Title III: Administrative and Technical Provisions - Subtitle A: Administrative Provisions - Sets forth various administrative provisions, including provisions concerning: (1) the exemption of certain reporting requirements; (2) the extension of deadlines for IRS compliance with certain notice requirements; (3) the extension of authority for undercover operations; (4) confidentiality of certain documents relating to closing and similar agreements and to agreements with foreign governments; (5) an increase in the threshold for Joint Committee reports on refunds and credits; (6) the treatment of missing children with respect to certain tax benefits; (7) the prevention of the duplication of loss through the assumption of liabilities giving rise to a deduction; and (8) the disclosure of certain return information to the Congressional Budget Office, but only concerning long-term social security and medicare models.

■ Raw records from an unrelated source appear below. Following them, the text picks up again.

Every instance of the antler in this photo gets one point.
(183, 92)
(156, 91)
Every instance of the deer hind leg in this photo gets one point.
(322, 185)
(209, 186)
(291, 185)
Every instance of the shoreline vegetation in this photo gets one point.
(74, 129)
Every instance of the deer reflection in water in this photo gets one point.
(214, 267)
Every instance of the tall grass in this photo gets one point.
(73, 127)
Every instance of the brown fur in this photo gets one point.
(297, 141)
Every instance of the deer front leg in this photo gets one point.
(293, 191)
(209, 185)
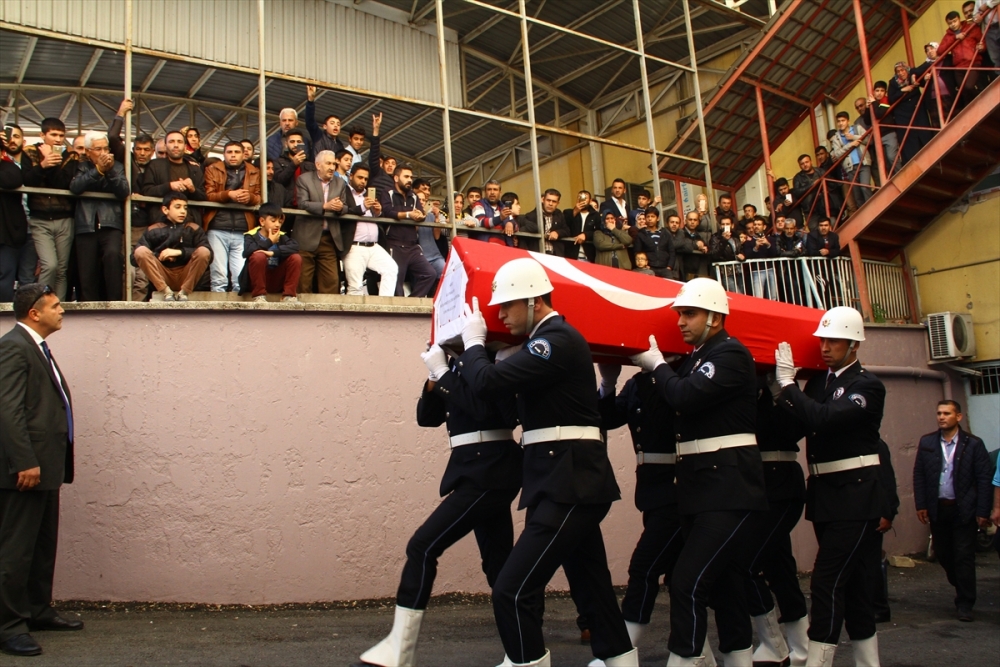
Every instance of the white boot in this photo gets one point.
(866, 652)
(630, 659)
(820, 655)
(399, 649)
(742, 658)
(798, 641)
(772, 645)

Subtitle B: Technical Corrections - Makes amendments to the: (1) Ticket to Work and Work Incentives Improvement Act of 1999; (2) Tax and Trade Relief Extension Act of 1998; (3) Internal Revenue Service Restructuring and Reform Act of 1998; (4) Taxpayer Relief Act of 1997; (5) Balanced Budget Act of 1997; (6) Small Business Job Protection Act of 1996; and (7) Revenue Reconciliation Act of 1990.

Title IV: Tax Treatment of Securities Futures Contracts - States that, in general, a gain or loss attributable to the sale or exchange of a futures contract shall be considered gain or loss from the sale or exchange of property which has the same character as the property to which the contract relates has in the hands of the taxpayer if acquired by the taxpayer.